Results of the Election for National-Patriots
According to the official results of the Election of March 26, 2000, Vladimir Zhirinovsky received 2.026.513 votes of the electors (5-th place after V. Putin, G. Zyuganov, G. Yavlinsky, and Aman Tuleev).
Alexei Podberezkin received 98.175 votes (0.13% -- 11-th [17] place, second to last).
Stanislav Govorukhin received 328.723 votes (0.44% -- 9-th [18] place). It is difficult to say what percentage of Govorukhin's votes actually belonged with the electors of national-patriotic orientation. After all, no surveys of such specific group of electorate as fans of Stanislav Govorukhin the film director have been made. (In seems very likely, on the other hand, that most of the people who voted in favor of Govorukhin were indeed his fans and not national-patriots.)
We can affirm with a high degree of probability that the better part of the national-patriots' votes went to V. Putin and to G. Zyuganov. The actual proportion of those votes' division between the candidates-favorites can be figured out only upon when appropriate sociological surveys are conducted.
In light of the fact that in the past national-patriots mostly voted for Zyuganov, and the number of votes given in his favor did not suffer a significant drop, we may suggest that Zyuganov's nationalist electorate did not cross over to Putin in its entirety -- not by a long shot at all.
[1] "Tomorrow", No.47, 1999 (See it's site here and after)
[2] "Tomorrow", No.51, 1999
[3] "Tomorrow", No.52, 1999
[4] "Time", No.50, 15-21 December, 1999
[5] "Time", No.6, 16-22 February, 2000
[6] "Time", No.13(272), 5-15 April, 2000
[7] "Tomorrow", No.49, 1999
[8] "What do they demand from Putin?", article by V. Popov in "The Era of Russia", No.1(45), January 2000
[9] "For Fuhrer! Petersburg nationalists give their support to Putin", article by Mikhail Panchenko in "Version", No.11(85), 21-27 March, 2000
[10] "For Russian Cause", No.4(75), February 2000
[11] ibid
[12] "National Gazette. Monthly Russian Review", No.2(30), 2000
[13] "Is it the right party? Is it the right leader?" article by A. Sevastyanov in the National Gazette. Monthly Russian Review", No.2(30), 2000
[14] "The new road", article by A. Sevastyanov in the National Gazette. Monthly Russian Review", No.2(30), 2000
[15] "Electorate! It'll be your own fault!", article by E.L. (Eduard Limonov) in "Limonka", No.139, March 2000
[16] The last statement testifies to the fact that Limonov does not know the appropriate legislation -- the Law on Elections does NOT stipulate that if electors boycott the election, the candidates are not allowed to participate in the subsequent repeated Election.
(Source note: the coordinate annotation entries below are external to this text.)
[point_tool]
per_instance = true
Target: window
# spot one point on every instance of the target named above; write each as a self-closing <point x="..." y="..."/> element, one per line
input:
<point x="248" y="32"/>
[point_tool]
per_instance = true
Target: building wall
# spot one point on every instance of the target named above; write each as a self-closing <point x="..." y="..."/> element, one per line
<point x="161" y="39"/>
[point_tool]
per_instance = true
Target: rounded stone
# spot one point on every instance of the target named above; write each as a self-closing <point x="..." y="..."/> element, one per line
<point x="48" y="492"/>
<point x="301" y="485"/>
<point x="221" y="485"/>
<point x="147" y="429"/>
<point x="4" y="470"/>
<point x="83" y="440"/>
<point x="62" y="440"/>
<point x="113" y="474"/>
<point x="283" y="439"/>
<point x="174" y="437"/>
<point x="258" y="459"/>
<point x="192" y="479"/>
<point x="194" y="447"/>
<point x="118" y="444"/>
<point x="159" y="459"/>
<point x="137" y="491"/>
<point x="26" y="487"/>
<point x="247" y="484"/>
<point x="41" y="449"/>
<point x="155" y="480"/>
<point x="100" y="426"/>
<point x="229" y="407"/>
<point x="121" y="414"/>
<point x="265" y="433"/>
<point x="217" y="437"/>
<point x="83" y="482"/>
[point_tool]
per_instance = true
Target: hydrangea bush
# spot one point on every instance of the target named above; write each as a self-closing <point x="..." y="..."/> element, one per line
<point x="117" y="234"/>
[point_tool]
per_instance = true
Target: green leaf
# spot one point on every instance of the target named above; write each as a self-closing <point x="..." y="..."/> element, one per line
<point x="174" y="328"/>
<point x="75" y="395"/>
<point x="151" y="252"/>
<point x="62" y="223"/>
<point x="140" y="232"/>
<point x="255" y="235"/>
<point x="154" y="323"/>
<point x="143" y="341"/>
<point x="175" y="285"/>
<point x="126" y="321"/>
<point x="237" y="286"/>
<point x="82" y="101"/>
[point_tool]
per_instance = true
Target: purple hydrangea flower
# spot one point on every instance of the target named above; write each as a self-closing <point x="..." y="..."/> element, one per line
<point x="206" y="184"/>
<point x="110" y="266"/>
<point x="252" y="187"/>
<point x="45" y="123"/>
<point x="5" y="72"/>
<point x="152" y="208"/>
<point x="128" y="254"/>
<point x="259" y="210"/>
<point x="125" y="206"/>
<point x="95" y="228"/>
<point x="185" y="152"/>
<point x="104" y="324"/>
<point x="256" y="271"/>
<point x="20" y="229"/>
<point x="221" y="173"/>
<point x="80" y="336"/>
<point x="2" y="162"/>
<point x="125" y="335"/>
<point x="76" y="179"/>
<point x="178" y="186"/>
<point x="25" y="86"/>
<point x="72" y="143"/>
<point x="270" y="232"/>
Furthermore, the official attendance at the Presidential Election was 75.181.071 persons (68.74% of the total number of electors), while only 1.414.648 persons (1.88%) voted "against all", another 701.033 persons (0.93%) intentionally or unintentionally spoilt their bulletins, and approximately 10.000 persons either took their bulletins home or lost them on the way to ballot box. In other words, -- the requisite 50% attendance would have been guaranteed even if those three categories of electors had boycotted the Election together with the anarchists and Limonov.
[17] Counting the "against all" position, which came 6-th. If we do not take the "against all" position into consideration, then Podberezkin's place is 10-th.
[18] Counting the "against all" position, which came 6-th. If we do not take the "against all" position into consideration, then Govorukhin's place is 8-th.